Reputation: 347
I am working on a problem where I have to convert around 7 million list-value pairs to key-value pairs by using map() function in PySpark where the length of the list used in given list-value pair can be at most 20.
For example:
listVal= [(["ank","nki","kit"],21),(["arp","rpi","pit"],22)]
Now, I want key-value pairs as
keyval= [("ank",21),("nki",21),("kit",21),("arp",22),("rpi",22),("pit",22)]
When I write
keyval= listval.map(lambda x: some_function(x))
where some_function() is defined as:
def some_function(x):
shingles=[]
for i in range(len(x[0])):
temp=[]
temp.append(x[0][i])
temp.append(x[1])
shingles.append(tuple(temp))
return shingles
I don't get the desired output because I think map() returns one key-value pair for an item of the list, not multiple key-value pairs.
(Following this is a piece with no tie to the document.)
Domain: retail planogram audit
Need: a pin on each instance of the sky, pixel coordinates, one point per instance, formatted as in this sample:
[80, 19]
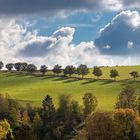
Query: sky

I have tried other things also and searched on web but did not find anything related to it.
Any help would be appreciated.
Upvotes: 0
Views: 1147
Reputation: 604
so using your limitations this can be done with pyspark's .flatmap()
def conversion(n):
return [(x, n[1]) for x in n[0]]
listVal.flatMap(conversion)
or in one line
listVal.flatMap(lambda n: [(x, n[1]) for x in n[0]])
Upvotes: 1